Throughout the years, the Court has long held that information disclosed from an individual to a third party does not receive Fourth Amendment protection. The third-party doctrine in relation to information privacy was established in the case of United States v. Miller. Despite Katz setting a precedent by establishing the reasonable expectations of privacy test, the Court in Miller did not employ such analysis and opted for a more categorical approach. Miller, though it concerned a case about a tax-fraud investigation, is of great significance when discussing Fourth Amendment  protections of data privacy. The case involved the government’s subpoena of Miller’s bank records.
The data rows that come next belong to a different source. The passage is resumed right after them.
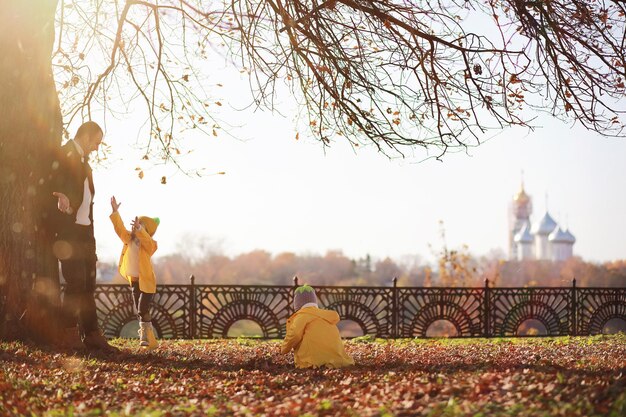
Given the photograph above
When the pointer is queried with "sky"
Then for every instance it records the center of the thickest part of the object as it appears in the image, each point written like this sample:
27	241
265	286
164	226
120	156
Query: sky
281	194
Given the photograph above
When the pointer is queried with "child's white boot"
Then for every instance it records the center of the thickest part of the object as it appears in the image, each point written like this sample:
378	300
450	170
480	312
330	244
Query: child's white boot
146	335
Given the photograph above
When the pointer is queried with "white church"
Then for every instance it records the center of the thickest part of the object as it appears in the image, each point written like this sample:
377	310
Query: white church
544	239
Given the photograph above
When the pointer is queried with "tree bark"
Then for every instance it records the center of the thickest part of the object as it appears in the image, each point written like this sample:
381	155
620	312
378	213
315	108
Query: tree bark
30	134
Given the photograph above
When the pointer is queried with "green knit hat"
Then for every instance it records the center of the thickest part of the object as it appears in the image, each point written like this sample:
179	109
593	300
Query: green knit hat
303	295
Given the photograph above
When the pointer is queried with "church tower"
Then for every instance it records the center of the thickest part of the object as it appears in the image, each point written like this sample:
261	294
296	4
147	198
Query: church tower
519	216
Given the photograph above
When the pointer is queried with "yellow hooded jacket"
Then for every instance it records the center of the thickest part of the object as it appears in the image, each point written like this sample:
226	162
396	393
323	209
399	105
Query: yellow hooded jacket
313	335
147	279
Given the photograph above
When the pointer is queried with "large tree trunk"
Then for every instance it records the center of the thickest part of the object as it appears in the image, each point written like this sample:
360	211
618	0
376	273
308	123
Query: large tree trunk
30	132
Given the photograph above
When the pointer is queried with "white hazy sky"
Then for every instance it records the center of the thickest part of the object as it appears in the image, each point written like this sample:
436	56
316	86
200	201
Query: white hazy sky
282	194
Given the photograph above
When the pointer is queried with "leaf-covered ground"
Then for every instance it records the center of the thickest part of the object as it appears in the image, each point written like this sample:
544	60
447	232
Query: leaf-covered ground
583	376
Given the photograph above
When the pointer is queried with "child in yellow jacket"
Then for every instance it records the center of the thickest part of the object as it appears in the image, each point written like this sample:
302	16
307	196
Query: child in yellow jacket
135	265
313	334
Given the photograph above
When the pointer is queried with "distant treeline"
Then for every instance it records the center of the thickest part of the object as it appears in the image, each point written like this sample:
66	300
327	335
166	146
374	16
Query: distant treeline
452	268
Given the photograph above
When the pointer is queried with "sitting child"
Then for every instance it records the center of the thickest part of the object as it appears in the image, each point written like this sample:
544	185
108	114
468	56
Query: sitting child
136	267
313	335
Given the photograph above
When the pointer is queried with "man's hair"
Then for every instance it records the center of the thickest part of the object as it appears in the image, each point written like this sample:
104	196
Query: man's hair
88	129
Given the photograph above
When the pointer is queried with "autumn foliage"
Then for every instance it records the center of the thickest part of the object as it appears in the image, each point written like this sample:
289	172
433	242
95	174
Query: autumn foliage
499	377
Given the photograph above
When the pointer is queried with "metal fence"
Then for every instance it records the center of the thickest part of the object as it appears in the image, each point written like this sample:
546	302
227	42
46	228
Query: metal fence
209	311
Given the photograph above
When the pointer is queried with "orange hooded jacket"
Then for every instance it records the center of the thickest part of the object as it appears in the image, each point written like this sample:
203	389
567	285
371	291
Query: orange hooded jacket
313	335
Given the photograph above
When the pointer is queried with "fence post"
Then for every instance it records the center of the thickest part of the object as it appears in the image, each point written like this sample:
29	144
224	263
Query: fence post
487	307
192	307
395	331
574	315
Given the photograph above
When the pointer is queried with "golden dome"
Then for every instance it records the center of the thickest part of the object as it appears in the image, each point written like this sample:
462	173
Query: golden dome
521	196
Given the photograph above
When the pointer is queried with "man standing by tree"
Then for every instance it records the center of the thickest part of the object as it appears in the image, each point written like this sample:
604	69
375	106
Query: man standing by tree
75	245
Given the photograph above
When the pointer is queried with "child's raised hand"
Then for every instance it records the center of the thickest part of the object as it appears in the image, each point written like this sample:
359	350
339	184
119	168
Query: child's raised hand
114	204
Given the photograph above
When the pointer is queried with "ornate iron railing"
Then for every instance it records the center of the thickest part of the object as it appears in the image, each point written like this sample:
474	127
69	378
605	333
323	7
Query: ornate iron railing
209	311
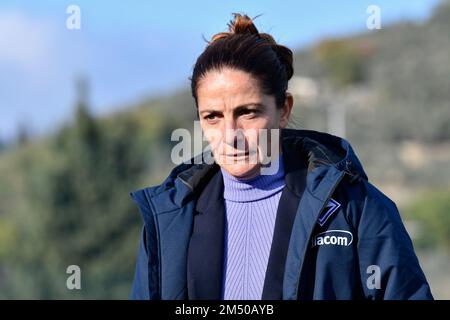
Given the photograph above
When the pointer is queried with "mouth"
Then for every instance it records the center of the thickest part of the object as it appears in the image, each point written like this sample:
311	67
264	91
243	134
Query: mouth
237	155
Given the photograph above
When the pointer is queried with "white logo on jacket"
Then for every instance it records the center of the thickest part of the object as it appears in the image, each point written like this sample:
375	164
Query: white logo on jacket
333	237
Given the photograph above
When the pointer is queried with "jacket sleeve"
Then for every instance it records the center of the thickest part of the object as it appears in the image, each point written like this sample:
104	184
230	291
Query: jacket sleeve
388	265
140	290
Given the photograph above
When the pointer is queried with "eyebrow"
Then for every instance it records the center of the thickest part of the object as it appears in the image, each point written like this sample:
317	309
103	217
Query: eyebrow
238	108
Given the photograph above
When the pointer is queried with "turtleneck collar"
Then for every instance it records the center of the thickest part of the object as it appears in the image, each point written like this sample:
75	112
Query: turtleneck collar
256	188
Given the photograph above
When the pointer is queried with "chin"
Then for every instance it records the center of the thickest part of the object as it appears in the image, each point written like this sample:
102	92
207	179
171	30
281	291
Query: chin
241	171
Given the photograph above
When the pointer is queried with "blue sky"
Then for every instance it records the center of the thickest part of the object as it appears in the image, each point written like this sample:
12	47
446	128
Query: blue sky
132	50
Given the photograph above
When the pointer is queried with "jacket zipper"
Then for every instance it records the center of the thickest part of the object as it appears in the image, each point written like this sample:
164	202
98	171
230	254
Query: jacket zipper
310	234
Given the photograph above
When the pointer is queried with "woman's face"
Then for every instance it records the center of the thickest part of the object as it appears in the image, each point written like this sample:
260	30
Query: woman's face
232	110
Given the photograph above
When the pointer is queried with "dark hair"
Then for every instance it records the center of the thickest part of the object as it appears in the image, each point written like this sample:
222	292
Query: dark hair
244	48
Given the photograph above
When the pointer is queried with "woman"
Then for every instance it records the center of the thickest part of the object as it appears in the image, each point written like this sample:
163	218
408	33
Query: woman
314	228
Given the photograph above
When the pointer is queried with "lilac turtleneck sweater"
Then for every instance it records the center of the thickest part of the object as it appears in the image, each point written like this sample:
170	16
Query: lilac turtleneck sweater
251	208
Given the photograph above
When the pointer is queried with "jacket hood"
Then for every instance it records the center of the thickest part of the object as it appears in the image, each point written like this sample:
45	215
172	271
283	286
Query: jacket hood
322	150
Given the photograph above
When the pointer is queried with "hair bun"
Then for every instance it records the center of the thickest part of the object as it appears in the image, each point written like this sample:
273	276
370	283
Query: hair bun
242	24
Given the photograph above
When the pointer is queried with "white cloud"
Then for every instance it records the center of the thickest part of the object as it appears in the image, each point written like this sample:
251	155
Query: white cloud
24	41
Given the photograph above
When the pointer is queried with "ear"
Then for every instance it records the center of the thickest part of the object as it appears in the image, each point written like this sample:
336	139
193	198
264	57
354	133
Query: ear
286	110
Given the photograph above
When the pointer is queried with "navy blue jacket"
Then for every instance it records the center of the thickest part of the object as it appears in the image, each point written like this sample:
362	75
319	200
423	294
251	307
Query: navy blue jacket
336	235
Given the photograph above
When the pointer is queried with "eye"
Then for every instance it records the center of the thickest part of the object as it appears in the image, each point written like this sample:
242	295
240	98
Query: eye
210	117
250	112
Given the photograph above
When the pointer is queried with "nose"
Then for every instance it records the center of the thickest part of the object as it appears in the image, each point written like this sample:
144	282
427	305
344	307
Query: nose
234	135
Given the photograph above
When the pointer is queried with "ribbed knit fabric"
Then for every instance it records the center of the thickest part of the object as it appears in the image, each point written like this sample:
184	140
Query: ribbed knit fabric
251	208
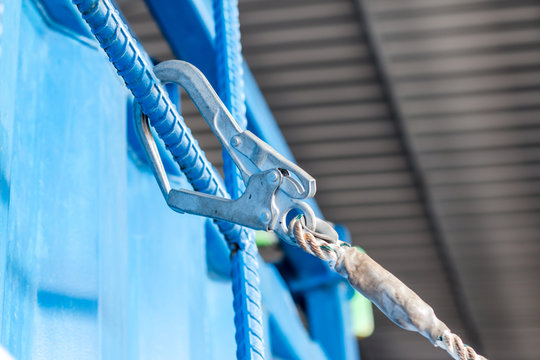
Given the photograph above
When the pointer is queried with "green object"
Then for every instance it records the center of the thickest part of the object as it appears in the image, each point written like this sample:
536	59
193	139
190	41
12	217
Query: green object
363	323
265	238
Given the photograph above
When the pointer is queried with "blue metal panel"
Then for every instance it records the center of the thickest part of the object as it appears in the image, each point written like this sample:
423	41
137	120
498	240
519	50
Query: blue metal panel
97	265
Miller argued that the government’s seizure of his bank documents violated the Fourth Amendment. However, the Court held that an individual possesses no reasonable expectation of  privacy in information voluntarily provided to a third party, “even if the information is revealed on the assumption that it will be used only for a limited purpose and the confidence placed in the  third party will not be betrayed.”[16] This third party doctrine, in the digital age, grants government agencies access to a wide array of information about an individual, such as their internet searches or call histories, all of which were unprotected under the Fourth Amendment. 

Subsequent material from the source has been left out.